Meena Meets Her Match

Home > Other > Meena Meets Her Match > Page 9
Meena Meets Her Match Page 9

by Karla Manternach


  “Meena,” Mom gasps as we pass her. “What’s gotten into you?”

  Rosie turns and waves over her shoulder. “Bye, Sofía!”

  Traitor. I shake her hand loose, my stomach boiling all the way to the end of the block.

  It’s not until I turn the corner toward home that I finally get an Up.

  It’s recycling day! Big green bins are lined up on the curb. I run to the first one and look inside. It’s mostly broken-down cardboard boxes. The next one is empty cans and water bottles. I’m not even sure what I’m looking for until I see an egg carton sitting right on top of the next bin. I reach in and grab it. There’s only a little bit of shell inside and hardly any dried-up yolk gunk.

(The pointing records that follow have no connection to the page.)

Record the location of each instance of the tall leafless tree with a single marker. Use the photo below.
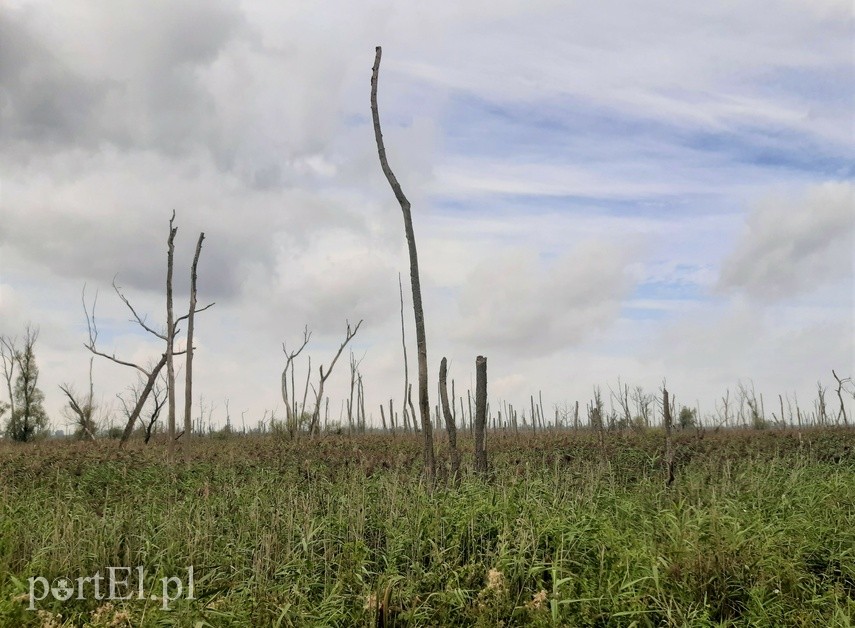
(188, 369)
(418, 311)
(449, 421)
(170, 339)
(481, 414)
(669, 446)
(8, 355)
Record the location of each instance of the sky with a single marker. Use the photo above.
(655, 192)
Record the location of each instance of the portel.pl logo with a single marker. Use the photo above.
(114, 585)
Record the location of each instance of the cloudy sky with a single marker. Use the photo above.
(615, 189)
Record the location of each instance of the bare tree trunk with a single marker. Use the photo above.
(170, 339)
(669, 445)
(135, 413)
(480, 414)
(449, 422)
(9, 355)
(421, 340)
(412, 409)
(404, 345)
(188, 385)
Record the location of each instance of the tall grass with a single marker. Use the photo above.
(757, 530)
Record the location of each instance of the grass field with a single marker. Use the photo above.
(758, 529)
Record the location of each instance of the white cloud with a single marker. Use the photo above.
(251, 120)
(513, 301)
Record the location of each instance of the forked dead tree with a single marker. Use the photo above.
(841, 383)
(148, 419)
(291, 400)
(168, 337)
(418, 311)
(82, 409)
(314, 427)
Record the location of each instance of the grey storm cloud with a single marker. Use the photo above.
(791, 247)
(137, 84)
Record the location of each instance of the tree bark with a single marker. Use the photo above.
(418, 311)
(669, 445)
(449, 421)
(170, 338)
(188, 385)
(480, 414)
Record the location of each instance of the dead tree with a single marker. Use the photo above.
(149, 374)
(480, 414)
(449, 421)
(840, 384)
(418, 311)
(404, 344)
(8, 355)
(82, 411)
(188, 382)
(669, 445)
(170, 339)
(289, 363)
(314, 426)
(158, 397)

I open and close it a few times, feeling the itchy start of an Inspiration tingling in my fingertips.

  “Put it back,” Mom says, coming up behind me.

  “I need it for my valentine box.”

  “You’re not dragging that home, Meena. It’s trash.”

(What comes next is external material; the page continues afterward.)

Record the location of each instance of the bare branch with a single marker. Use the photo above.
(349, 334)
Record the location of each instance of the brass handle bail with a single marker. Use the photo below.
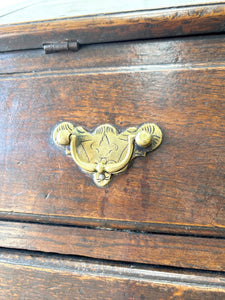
(105, 151)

  “Yeah, but it’s not litter,” I say. I’m about to explain the difference, but she gives me her I’m-not-messing-around-here look, and points back at the bin. I let out a huffy breath and drop the carton.

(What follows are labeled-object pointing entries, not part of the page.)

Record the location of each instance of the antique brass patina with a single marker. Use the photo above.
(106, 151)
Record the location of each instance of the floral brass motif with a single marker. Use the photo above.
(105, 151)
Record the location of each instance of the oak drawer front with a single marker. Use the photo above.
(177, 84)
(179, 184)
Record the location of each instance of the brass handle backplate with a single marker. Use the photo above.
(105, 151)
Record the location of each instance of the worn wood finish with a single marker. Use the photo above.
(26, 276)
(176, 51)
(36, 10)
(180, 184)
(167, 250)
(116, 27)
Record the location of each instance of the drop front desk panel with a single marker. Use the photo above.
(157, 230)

  Rosie runs ahead of us while I drag my feet past the rest of the bins. I guess Mom wants to change the subject, because she bumps her shoulder against mine and switches to a concerned voice. “Something going on with Sofía?” she asks.

  I make one of those wavy shrugs that doesn’t mean anything.

  “Okay. . . .” She’s quiet. “Then, do you want to talk about this morning?”

  I stick my hands in my pockets. I do not want to talk about it. The MRI was the biggest Down of my day.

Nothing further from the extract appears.